Calculating Area of Enclosed Region

[vipertongn]

Homework Statement

x + y^2 = 42, x + y = 0

Find the area of the region enclosed.

Homework Equations

Integral of the top to the bottom.

The Attempt at a Solution

At first I tried to use S sqrt(42-x)+x dx and i get -2/3 (42 - x) ^ (3/2) - 1/2 x^2

However when I set them equal to one another 42-x=x^2 and get the root values -6 and 7. Plugging it in doesn't get me the right answer...what am I doing wrong?

 

[Mark44]

Your first antiderivative looks right, but the second (and easier) one is off by a sign. It should be +1/2 x^2.

You should be working with limits of integration (a definite integral) if you want to come out with a number. To get the limits of integration you absolutely need a graph of the region. Have you done this?

You have two choices on how you can set up the integral: using vertical area elements or using vertical area elements. If you use vertical area elements, the top of each area element will always be y = +sqrt(42 -x), but the bottom of the elements are different depending on whether -7 <= x <= 6 or 6 <= x <= 42. In the first interval I listed, y = -x.
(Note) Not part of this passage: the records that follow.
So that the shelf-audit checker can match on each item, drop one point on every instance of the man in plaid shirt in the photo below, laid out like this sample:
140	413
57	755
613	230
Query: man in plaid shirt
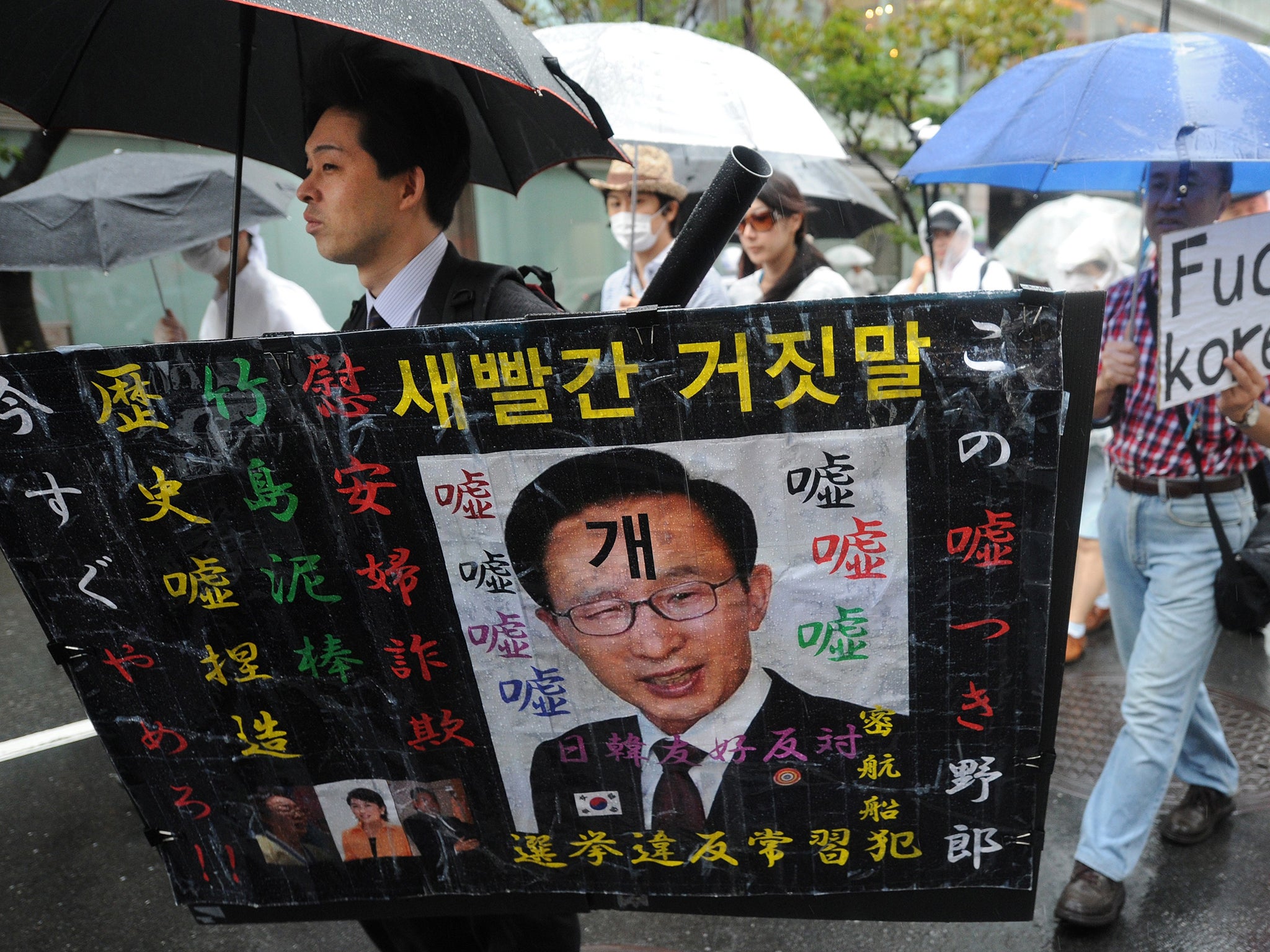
1161	558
In the second interval, y = -sqrt(42 -x). This means you need two definite integrals, set up like so:
\int_{-7}^6 f(x)dx + \int_{6}^{42} g(x)dx

An easier way is to use horizontal area elements. The area of a typical area element is [-y^2 + 42 - (-y)]\Delta y, and you need only one integral, and it's much easier to integrate.

 

[vipertongn]

That makes sense, I can't get a picture of what it looks like though, however, what intervals would i use for the y then?

I set the x's equal to one another...
then I make it like -y^2+42+y and the values would be 6 and -7, but that isn't the case...I Plug them in and I end up with 119.6 and that's not the right answer.

 

[Mark44]

You need a graph of the region to be able to get the limits of integration.
x + y^2 = 42 ==> y^2 = -x + 42 ==> y = +/-sqrt(-(x - 42))
You can graph this relation, can't you?

Concerning the work you show, you have
x = -y^2 + 42
x = -y
==> -y^2 -y + 42 = 0 ==> y^2 + y - 42 = 0
Solving this quadratic gives you y = -7 or y = 6.
These are the y values at the points of intersections of the two graphs. You can use either equation to find the corresponding x values.

In your first post you attempted to find an antiderivative of something, and then you apparently substituted y = -7 and y = 6 into the antiderivative. That makes no sense, which is why you didn't get the right answer.

 

[vipertongn]

So I should find the x values to get the intervals used in the FTC for -y^2+42+y. i recall its integral right minus leftt and isn't that how I should do it. I'm not sure what I am doing wrong still...

 

[Mark44]

No, if you go with the easier tactic I described in post #2, you need the y-values at the two intersection points.

For my typical area element, the length (horizontal) is from the x value on the line to the x value on the parabola. The width (vertical) is \Delta y. What is the interval along which the \Delta y's run?

Have you graphed the area yet?

 

[vipertongn]

I know it willl havea parabola at the top and a line underneath.